Before the dinner got underway Sunday night, the Quayles privately entertained a large group of Republican contributors in a tent set up on the lawn. Nearby, the Quayles are building a 30-by-30-foot putting green for use by the golf-loving vice president. It is being installed in the vicinity of a children's swing near the front door of the residence, the same location where a former naval chief of operations once had his putting green.

Yesterday, Quayle's office confirmed that the vice president's friends -- not taxpayers -- took up a collection to pay for the green.
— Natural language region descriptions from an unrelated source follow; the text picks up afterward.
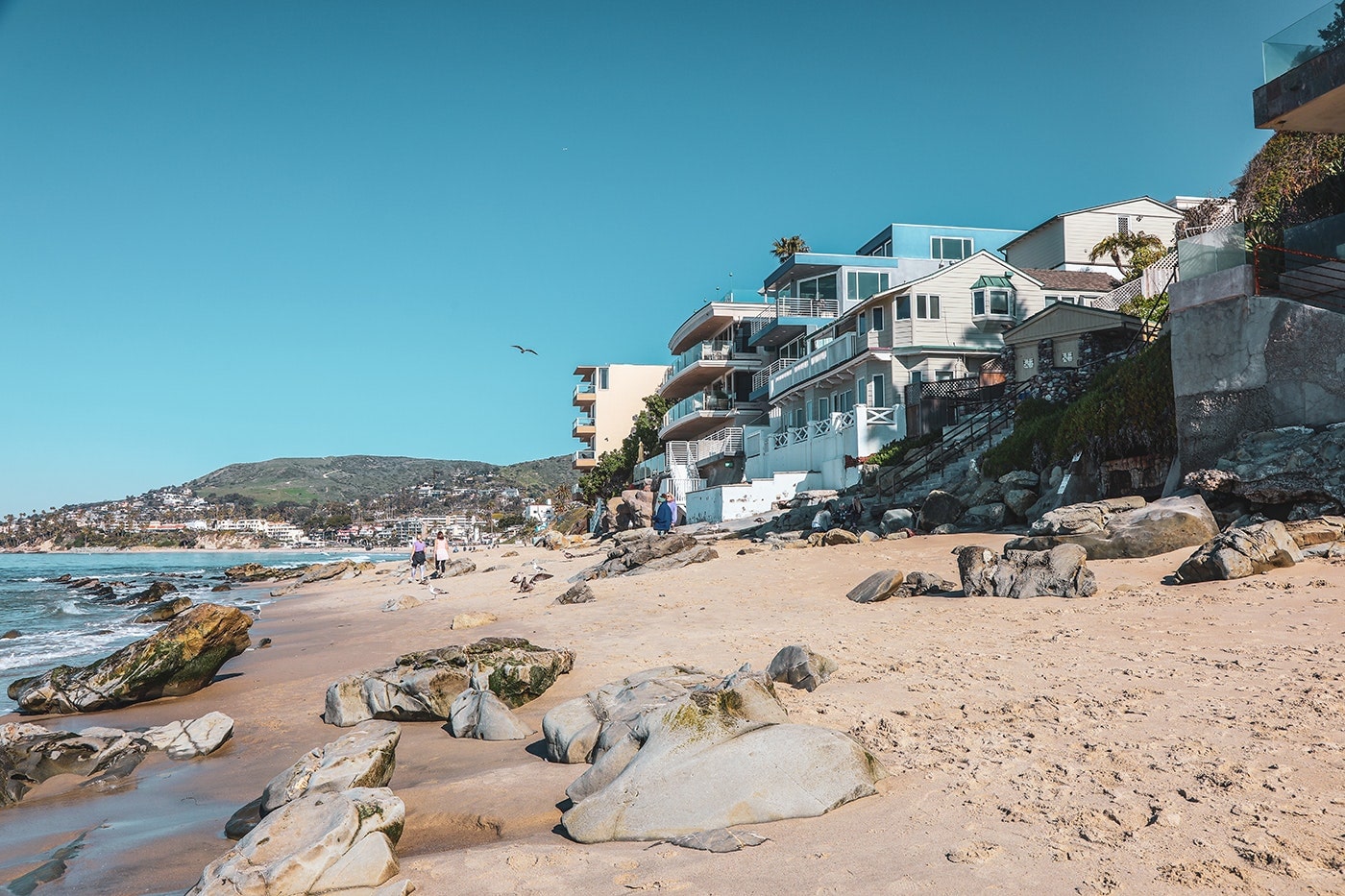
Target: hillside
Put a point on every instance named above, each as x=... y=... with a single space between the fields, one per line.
x=306 y=479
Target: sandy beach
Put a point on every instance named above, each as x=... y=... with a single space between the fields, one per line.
x=1150 y=739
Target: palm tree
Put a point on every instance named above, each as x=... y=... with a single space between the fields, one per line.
x=1139 y=251
x=786 y=247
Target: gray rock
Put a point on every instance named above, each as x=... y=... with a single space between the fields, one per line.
x=179 y=660
x=331 y=842
x=1019 y=479
x=581 y=729
x=575 y=593
x=480 y=714
x=1241 y=552
x=716 y=758
x=1146 y=530
x=363 y=758
x=982 y=519
x=421 y=687
x=1060 y=572
x=878 y=587
x=1019 y=500
x=896 y=520
x=800 y=667
x=941 y=509
x=191 y=738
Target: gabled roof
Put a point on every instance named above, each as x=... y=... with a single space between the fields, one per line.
x=1079 y=211
x=1073 y=280
x=1085 y=321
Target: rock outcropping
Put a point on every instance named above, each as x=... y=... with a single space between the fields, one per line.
x=423 y=687
x=179 y=660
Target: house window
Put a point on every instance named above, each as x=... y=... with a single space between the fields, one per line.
x=927 y=307
x=950 y=248
x=865 y=282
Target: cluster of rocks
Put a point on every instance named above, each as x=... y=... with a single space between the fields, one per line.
x=31 y=754
x=676 y=752
x=642 y=550
x=179 y=660
x=424 y=685
x=326 y=825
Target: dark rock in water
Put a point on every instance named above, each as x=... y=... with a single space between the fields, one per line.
x=1060 y=572
x=575 y=593
x=421 y=687
x=1241 y=552
x=256 y=572
x=242 y=821
x=151 y=594
x=181 y=660
x=165 y=610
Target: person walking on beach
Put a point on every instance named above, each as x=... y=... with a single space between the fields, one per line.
x=419 y=560
x=440 y=554
x=665 y=516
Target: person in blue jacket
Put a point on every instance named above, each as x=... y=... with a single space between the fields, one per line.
x=665 y=516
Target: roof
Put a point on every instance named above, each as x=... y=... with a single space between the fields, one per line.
x=1073 y=280
x=1079 y=211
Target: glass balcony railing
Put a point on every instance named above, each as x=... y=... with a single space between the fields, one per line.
x=1310 y=36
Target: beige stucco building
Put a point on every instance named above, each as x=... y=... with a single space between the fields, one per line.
x=609 y=397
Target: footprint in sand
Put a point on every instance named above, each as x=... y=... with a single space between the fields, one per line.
x=972 y=853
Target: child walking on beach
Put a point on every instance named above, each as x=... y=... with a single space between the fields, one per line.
x=417 y=560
Blair House, the guest house where the president's foreign visitors -- including the de Klerk party -- are very pampered official guests, was the scene of a diplomatic first last week: Chief of Protocol Joseph V. Reed Jr.'s reception for more than 120 chiefs of foreign mission.

Most of the chiefs were there -- except for the ambassadors of Iraq, Kuwait and Saudi Arabia -- along with four former U.S. chiefs of protocol -- James Symington, Lloyd Hand, Tyler Abell and Selwa Roosevelt -- Supreme Court Justice Anthony M. Kennedy, Agriculture Secretary Clayton K. Yeutter, CIA Director William H. Webster, FBI Director William S. Sessions and a host of other Bush administration VIPs.
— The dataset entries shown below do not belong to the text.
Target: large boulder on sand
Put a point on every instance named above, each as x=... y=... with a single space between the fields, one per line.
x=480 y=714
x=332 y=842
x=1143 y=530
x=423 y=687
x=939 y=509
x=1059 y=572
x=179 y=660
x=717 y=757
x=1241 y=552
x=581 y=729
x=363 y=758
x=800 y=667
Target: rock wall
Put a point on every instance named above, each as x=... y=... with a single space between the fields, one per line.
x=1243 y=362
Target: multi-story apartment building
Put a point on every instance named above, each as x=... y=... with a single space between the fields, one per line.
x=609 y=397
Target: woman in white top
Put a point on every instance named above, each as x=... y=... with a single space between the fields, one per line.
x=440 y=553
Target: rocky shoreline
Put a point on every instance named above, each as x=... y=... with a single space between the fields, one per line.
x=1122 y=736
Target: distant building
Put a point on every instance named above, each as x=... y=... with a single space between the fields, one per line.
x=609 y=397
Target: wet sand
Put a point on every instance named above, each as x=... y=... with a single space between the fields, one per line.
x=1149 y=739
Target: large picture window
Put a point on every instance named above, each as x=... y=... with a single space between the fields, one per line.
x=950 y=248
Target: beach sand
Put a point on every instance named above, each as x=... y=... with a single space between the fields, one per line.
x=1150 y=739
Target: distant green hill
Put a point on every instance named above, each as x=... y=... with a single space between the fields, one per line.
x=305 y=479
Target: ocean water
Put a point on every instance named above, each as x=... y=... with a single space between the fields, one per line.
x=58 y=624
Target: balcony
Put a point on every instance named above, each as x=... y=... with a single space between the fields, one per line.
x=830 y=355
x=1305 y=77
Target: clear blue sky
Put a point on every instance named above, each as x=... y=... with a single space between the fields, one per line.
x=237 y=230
Reed's Blair House luncheons for small groups of ambassadors have become hot-ticket items among diplomats posted here. Now, by bringing everybody together for one big party at Blair House, Reed may have taken the heat off of globe-trotting Secretary of State James Baker III, at least for this social season opener. He spent 12 years researching and writing about them, but Carl Sferrazza Anthony was an experienced First Lady watcher long before that. He became hooked on the American presidency at the age of 9 when the nightly news was filled with stories linked to past, present and future presidents. That's about the time that Jacqueline Kennedy married Aristotle Onassis, Lyndon Johnson announced he wouldn't run again, Robert Kennedy was shot, Richard Nixon was elected and Dwight Eisenhower died.
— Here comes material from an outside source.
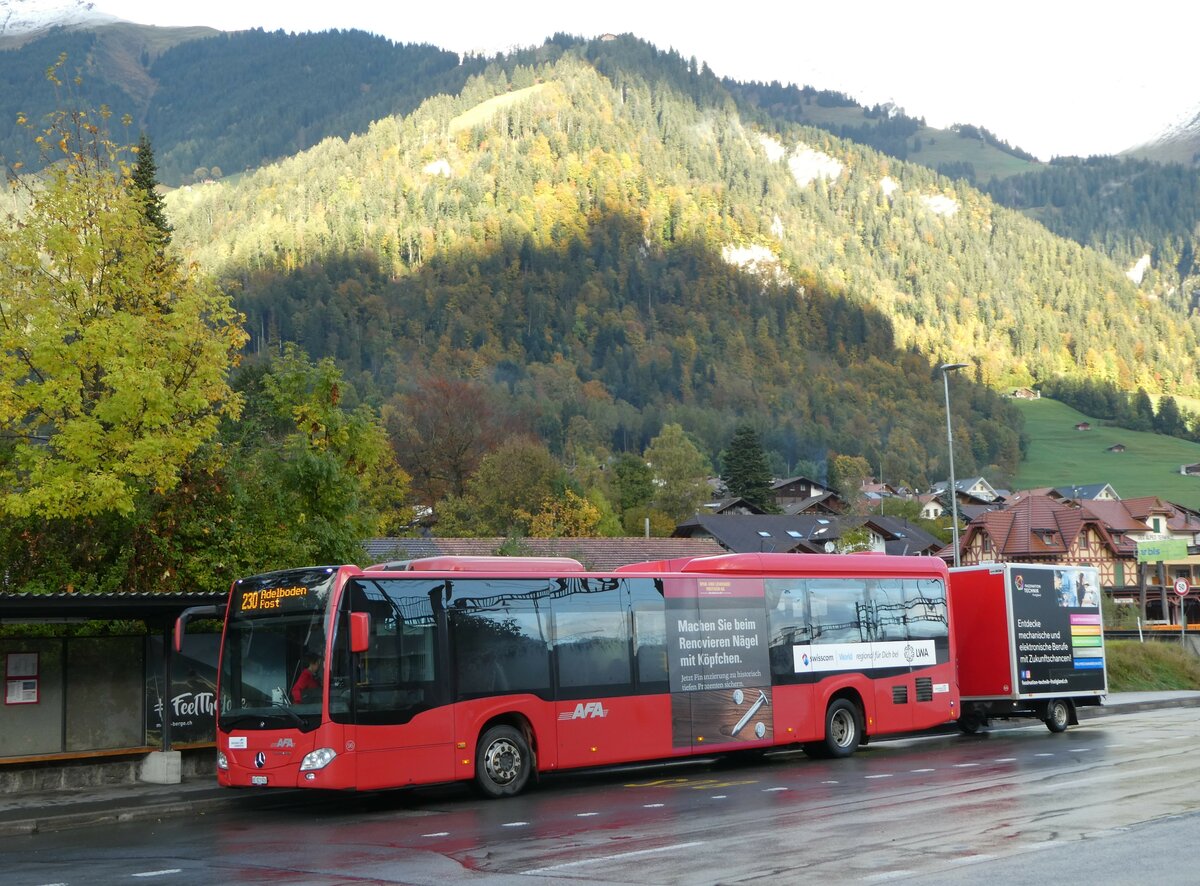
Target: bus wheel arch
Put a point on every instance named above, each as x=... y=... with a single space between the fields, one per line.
x=505 y=756
x=844 y=728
All of 31 now, Anthony becomes the country's youngest published authority on the subject of presidents' other halves with the release this week of "First Ladies, the Saga of the Presidents' Wives and Their Power, 1789-1961," the first of his two-volume work published by William Morrow & Co. Volume 2, covering Jackie Kennedy through Barbara Bush, comes out next spring, updating Anthony's examination of the power these wives have wielded as well as the ties binding them into America's most exclusive "sorority."

Throughout his research, Anthony says, he was struck by the way they turned up in each other's lives. He says the 200-year connection between Martha Washington and Barbara Bush began with Martha's friend Dolley Madison, who knew Julia Tyler, who knew Julia Grant, who knew Frances Cleveland, who knew Edith Wilson, who knew Eleanor Roosevelt, Mamie Eisenhower, Jackie Kennedy, Lady Bird Johnson and Pat Nixon -- all of whom Barbara Bush either has met or knows.

Morrow is hosting a publication party for Anthony and about 350 invited guests Thursday night at the Smithsonian's National Museum of American History. Co-host is Dorene Whitney, who chairs the Friends of the First Ladies, the nonprofit fund-raising group working to restore the museum's popular First Ladies exhibit, which is scheduled to reopen in 1992. Catering the party, working from White House recipes, will be Eric Michael of Occasions Caterers, for whom Anthony waited tables and tended bar when he was working his way through George Washington University.